Many of you who attend my classes regularly know that I am a massive fan of imperfection and making mistakes. Yes, that’s right, I encourage you to give up the idea of being perfect and acknowledging that you will make mistakes. Not only that, but I think making mistakes is possibly the most powerful learning tool, as illustrated by this video.
Imperfection and real-growth and learning work together, I don’t think you can have one without the other. When everything we learn is secondhand learning from other people, we have to rely on the people who teach us to be perfect and have perfect knowledge, and no one is perfect. When we see no one is perfect, we can question what others have taught us. Not for the sake of being rebellious or being difficult, but because we can see what others have taught us is not working as in the video above.
Now, this does not mean that these people were evil or trying to harm us, no, usually just the opposite.
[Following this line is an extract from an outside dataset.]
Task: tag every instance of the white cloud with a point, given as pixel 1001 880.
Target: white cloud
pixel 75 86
Most of humanity is ‘spiritually asleep,’ and they believe that real learning comes from other human beings. But they were human, and humans, by and large, are not as smart or as right as we think we are. Humans are also imperfect, every last one of us. Humans make mistakes, all of us.
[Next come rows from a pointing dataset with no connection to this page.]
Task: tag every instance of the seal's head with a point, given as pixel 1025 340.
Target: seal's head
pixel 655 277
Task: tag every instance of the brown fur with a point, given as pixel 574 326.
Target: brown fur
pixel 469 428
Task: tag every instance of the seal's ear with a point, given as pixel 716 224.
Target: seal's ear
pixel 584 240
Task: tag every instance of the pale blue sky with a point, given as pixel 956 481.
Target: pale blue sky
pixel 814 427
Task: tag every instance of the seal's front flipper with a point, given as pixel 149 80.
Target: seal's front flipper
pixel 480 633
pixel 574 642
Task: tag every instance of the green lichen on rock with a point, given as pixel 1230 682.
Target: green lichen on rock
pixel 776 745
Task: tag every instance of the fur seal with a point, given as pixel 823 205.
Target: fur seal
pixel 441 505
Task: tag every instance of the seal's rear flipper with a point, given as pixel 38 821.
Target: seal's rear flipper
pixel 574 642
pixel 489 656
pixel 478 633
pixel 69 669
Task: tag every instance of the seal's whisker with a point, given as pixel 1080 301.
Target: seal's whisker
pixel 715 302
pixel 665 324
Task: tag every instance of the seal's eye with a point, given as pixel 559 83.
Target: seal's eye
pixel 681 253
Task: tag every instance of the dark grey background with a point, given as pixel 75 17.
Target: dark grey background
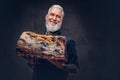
pixel 93 24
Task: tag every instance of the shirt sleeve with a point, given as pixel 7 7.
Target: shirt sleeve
pixel 72 57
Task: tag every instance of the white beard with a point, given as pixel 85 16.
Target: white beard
pixel 53 28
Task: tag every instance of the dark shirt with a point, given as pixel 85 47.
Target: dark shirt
pixel 44 70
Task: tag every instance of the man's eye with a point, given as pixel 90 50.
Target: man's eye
pixel 52 14
pixel 58 16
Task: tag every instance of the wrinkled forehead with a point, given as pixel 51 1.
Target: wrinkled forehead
pixel 55 10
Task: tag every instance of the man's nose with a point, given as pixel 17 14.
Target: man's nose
pixel 54 17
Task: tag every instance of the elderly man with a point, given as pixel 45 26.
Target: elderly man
pixel 52 69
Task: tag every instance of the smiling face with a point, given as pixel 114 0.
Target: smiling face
pixel 54 19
So no need to blame parent’s or teachers, they were continuing to do what humans had always done. The only way you can stop a pattern like this is to be ‘awake’ enough to stop it, and most people are asleep. Not evil or stupid, but spiritually asleep. This point is vital to understand. To get upset about how asleep everyone else is is to in fact yourself be asleep at that moment. The best way to help everyone else wake up is to yourself be awake, and when you are blaming others and getting upset about how asleep everyone is, you are not awake.
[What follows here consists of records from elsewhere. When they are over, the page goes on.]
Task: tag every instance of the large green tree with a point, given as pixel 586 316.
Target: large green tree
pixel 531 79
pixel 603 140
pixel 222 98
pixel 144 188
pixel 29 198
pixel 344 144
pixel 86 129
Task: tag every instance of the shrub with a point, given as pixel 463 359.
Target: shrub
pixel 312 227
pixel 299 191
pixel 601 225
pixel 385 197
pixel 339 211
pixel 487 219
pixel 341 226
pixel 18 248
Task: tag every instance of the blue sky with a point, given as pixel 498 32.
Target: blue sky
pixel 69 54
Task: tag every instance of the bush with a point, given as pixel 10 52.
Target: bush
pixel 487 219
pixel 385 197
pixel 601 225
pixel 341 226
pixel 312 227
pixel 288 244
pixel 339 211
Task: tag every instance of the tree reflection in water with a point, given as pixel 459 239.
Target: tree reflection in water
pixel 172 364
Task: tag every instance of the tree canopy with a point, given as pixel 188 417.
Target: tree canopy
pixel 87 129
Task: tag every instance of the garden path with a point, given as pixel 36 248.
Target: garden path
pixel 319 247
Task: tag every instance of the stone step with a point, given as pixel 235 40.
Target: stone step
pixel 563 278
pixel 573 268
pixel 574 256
So, when humans can understand how imperfect our understanding is, we can relax and know we will err. It’s part of being human; we all do it. I do it, and you do it, the greatest people who ever walked the face of the earth did it. It’s what humans do; we make mistakes. What truly makes us human, however, is we can learn from our mistakes. However, if we are too busy defending ourselves, trying to prove we are right, too afraid of an environment that does not encourage or allow us to err, we will be too scared to recognize our errors, and thus we learn nothing.
This video gives me a lot of hope, and I hope it does you too. And I hope it helps to illustrate the power of making mistakes and learning from them. When future generations of humans look back at what may have been a key piece of the climate-change puzzle, they may look back and see Allan Savory and see his mistake and how he was willing to admit it and learn from it.